25| Seriously?

158 28 6
                                    

Jika hatimu masih kosong, sini! Biar aku bantu isiin dengan tinta cintaku. Siapa tau bisa plong, kamunya tertarik, lalu kita ngelukis cerita bersama. Gimana deal?
-Faris Haryaka Rafa
________

So have fun reader❤️
______________________

"Ngapain lo nyuruh gue buat nemuin lo disini?"  Tanya Faris yang sudah membelakangi Thafa yang kini sedang duduk di bangku taman sekolah.

Thafa tersenyum tipis melihat Faris yang mau menemuinya.

"Makasih ya Faris. Lo udah mau nemuin gue disini." Ujar Thafa, berdiri menghampiri Faris.

"Gak usah basa-basi, to the point aja! Gue ada urusan." Ketus Faris yang membuat Thafa menelan Saliva nya.

"Ngg, ngg.. Gue cuman mau ngejelasin semua masal-"

"Gak ada yang perlu di jelasin." Balas Faris memotong ucapan Thafa. "Gak ada yang harus dijelasin, Gue yang salah. Gue yang salah udah suka dan jatuh cinta sama orang kaya dan berada." Sangkasnya, membuat Thafa yang masih setia dibelakang Faris tertegun.

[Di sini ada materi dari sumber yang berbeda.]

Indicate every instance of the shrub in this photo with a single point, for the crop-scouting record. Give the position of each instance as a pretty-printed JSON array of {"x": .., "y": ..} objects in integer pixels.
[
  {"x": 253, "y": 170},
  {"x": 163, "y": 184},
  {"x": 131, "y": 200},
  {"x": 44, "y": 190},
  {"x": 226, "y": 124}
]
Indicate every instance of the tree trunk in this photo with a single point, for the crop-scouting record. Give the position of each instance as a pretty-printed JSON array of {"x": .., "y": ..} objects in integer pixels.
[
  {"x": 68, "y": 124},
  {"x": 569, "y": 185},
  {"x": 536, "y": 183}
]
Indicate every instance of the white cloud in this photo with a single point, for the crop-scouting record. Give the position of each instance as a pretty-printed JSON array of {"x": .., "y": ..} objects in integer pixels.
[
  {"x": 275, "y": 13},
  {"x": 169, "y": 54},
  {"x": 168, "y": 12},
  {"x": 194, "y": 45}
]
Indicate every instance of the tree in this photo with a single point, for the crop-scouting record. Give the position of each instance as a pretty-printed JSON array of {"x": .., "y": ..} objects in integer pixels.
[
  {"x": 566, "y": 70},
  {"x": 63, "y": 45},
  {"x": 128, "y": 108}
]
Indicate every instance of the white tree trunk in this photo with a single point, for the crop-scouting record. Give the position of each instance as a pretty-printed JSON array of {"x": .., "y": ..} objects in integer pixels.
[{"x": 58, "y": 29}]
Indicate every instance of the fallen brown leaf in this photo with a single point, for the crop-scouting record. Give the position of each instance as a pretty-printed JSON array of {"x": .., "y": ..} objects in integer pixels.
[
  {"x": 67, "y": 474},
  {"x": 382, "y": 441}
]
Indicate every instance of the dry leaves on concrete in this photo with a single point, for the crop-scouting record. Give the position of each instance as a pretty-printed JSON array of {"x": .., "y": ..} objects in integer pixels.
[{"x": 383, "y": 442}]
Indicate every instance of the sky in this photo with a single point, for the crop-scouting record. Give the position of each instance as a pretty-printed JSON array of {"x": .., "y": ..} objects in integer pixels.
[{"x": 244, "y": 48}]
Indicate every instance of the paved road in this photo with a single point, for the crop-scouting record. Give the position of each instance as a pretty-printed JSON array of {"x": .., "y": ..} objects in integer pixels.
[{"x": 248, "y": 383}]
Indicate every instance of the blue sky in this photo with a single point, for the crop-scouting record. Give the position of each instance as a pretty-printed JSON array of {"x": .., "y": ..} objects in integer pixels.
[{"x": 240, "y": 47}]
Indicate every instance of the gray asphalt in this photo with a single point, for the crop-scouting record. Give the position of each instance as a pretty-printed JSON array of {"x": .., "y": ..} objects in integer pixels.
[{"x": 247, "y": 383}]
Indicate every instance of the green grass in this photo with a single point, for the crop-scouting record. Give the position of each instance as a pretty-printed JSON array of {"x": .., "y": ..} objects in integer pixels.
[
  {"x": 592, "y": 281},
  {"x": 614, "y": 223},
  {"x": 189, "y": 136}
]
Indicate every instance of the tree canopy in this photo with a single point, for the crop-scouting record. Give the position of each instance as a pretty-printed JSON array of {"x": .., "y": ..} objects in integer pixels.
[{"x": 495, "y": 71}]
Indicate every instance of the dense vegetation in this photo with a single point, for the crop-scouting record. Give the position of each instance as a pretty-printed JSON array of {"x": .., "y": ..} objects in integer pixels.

"Tapi waktu itu gue gak ada niatan buat ngomong seperti itu." Tampiknya.

Faris berdehem. "Yaudah kalo gak ada hal penting yang perlu dibicarakan, gue cabut dulu." Gumamnya melangkah pergi.

Thafa yang melihat Faris meninggalkannya sedikit sedih, dan mencoba untuk mengejar Faris.

"Faris? Tunggu dulu! Gue belum selesai ngomong."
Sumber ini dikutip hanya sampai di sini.